The site of Paestum was occupied during prehistory. Near the basilica were found objects dating from the Paleolithic to the Bronze Age; near Porta Giustizia, remains of huts have been discovered; At the temple of Athena and towards Porta Aurea, a Neolithic settlement was highlighted.
One imagines that two villages could have existed on the small hills corresponding to the basilica and the temple of Athena, and that between them a river would have crossed the expanse which was subsequently occupied by the forum.
The Eneolithic (Italian Chalcolithic) left more traces with the necropolis of Gaudo, about 1.5 km to the north.
From Sybaris to Poseidonia
The most important Greek colonies of the Mediterranean were founded in Asia Minor and in Magna Graecia (Magna Grecia, corresponding to southern Italy and Sicily), of which Poseidonia (Paestum) was a part.
But, we lack accurate information about the circumstances of the founding of the city, which took place around the middle of the seventh century BC.
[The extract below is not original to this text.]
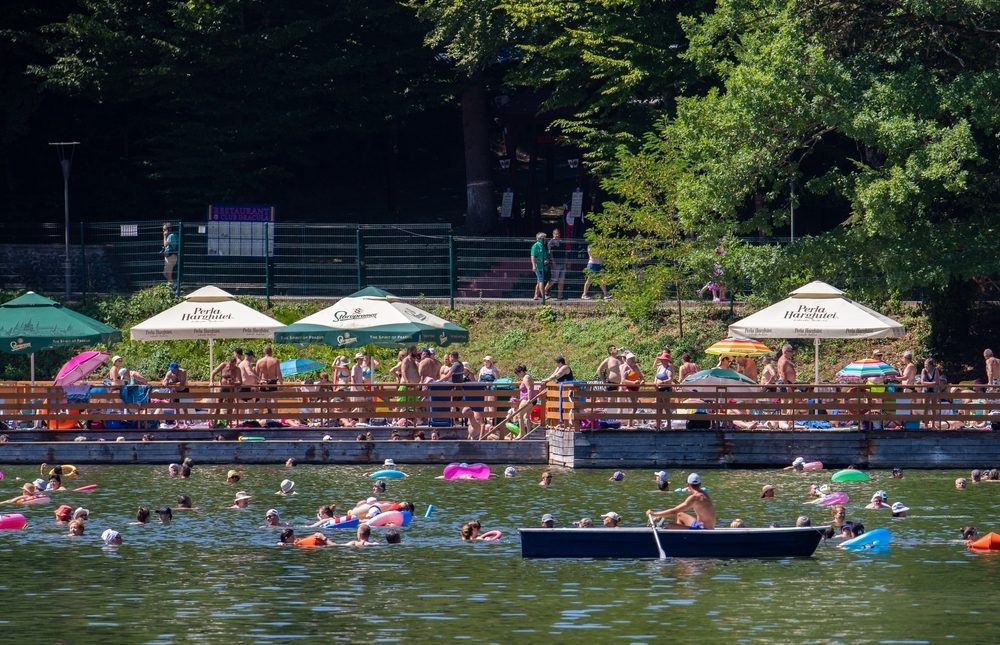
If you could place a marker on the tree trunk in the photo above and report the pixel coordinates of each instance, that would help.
(949, 314)
(480, 211)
However everything seems to come from the city of Sybaris, which established commercial colonies along the Tyrrhenian coast, like Laos, then further north at the mouth of the Sele where was founded a sanctuary dedicated to Hera, close to the future place of Paestum.
Strabo, the famous historian and geographer who lived at the time of Augustus (between 60 and 20 BC), reports indeed that around – 600, the sybarites installed a fortified place near the mouth of the Sélé River.
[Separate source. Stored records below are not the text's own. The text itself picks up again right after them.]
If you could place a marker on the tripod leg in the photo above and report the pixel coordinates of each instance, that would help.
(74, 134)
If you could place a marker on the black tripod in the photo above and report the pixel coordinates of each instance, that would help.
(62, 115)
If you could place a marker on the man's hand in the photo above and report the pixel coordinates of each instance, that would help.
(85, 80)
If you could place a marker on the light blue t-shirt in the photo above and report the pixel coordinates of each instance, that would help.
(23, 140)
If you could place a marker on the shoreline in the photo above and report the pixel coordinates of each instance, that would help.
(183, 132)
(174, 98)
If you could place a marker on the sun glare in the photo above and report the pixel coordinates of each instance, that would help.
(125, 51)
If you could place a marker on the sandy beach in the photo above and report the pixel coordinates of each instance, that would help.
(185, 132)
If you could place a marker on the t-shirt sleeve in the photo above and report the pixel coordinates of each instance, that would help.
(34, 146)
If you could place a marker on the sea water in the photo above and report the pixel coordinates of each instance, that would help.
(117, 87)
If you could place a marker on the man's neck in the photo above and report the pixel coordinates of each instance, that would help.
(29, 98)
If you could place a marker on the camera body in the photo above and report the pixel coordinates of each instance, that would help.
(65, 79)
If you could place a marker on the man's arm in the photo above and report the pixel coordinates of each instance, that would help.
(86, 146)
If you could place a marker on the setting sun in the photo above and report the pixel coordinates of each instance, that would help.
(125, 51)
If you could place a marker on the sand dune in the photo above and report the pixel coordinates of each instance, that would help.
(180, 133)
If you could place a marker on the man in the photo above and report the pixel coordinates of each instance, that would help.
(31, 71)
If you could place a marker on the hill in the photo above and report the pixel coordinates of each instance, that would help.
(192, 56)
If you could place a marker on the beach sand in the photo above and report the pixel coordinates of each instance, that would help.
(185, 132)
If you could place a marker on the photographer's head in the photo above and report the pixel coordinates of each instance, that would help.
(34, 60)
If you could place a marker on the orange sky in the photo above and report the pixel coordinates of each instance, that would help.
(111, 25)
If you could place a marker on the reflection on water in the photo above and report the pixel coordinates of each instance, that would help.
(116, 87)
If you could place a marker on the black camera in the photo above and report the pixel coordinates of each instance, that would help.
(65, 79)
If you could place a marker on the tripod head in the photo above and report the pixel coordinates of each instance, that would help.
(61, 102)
Sybaris, on the Gulf of Taranto, which is the motherland of Poseidonia, was founded in 720 BC by some Achaeans.
This city was notoriously prosperous, known for its luxury and power, as reported by Diodorus Siculus in the 1st century BC, writing that “the sybarites were slaves of their bellies and lovers of luxury.”
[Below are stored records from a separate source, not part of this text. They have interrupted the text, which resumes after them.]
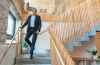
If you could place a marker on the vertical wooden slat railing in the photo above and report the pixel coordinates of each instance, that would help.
(78, 21)
(18, 43)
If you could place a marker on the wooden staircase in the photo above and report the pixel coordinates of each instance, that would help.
(37, 60)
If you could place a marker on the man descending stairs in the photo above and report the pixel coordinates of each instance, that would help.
(43, 59)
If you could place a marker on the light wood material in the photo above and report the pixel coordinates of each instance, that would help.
(97, 41)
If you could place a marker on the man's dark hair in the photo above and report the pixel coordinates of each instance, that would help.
(32, 9)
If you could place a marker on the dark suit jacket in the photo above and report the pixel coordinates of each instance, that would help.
(37, 23)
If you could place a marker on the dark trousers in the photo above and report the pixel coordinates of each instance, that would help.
(31, 32)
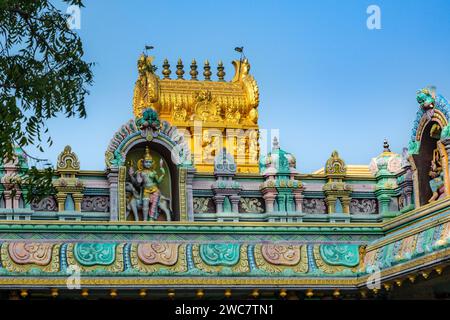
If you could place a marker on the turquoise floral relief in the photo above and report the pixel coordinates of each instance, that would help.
(220, 254)
(90, 254)
(340, 254)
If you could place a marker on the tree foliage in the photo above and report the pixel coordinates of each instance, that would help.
(42, 75)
This expansion of the colonies was thus linked to the need of the Sybarites to open a trade route between the Ionian Sea and the Tyrrhenian Sea, cutting through the Apennine Mountains, thus avoiding the bypass of the Calabrian coast and the Strait of Messina by sea.
Called Poseidonia in honor of the god of the sea Poseidon, it was strategically located at the crossroads of trade routes between the Ionian Basin, the Tyrrhenian Sea, and the Italic regions of the interior.
Thus, the Sybarite trade developed as well by sea, between the Greeks, Etruscan and Latin, as on the ground, in contact with the native populations.
It was clearly in the second half of the 7th century that Poseidonia was developed. In a necropolis located just outside the enclosure, was found Corinthian Greek material which show that the city existed in 625 BC.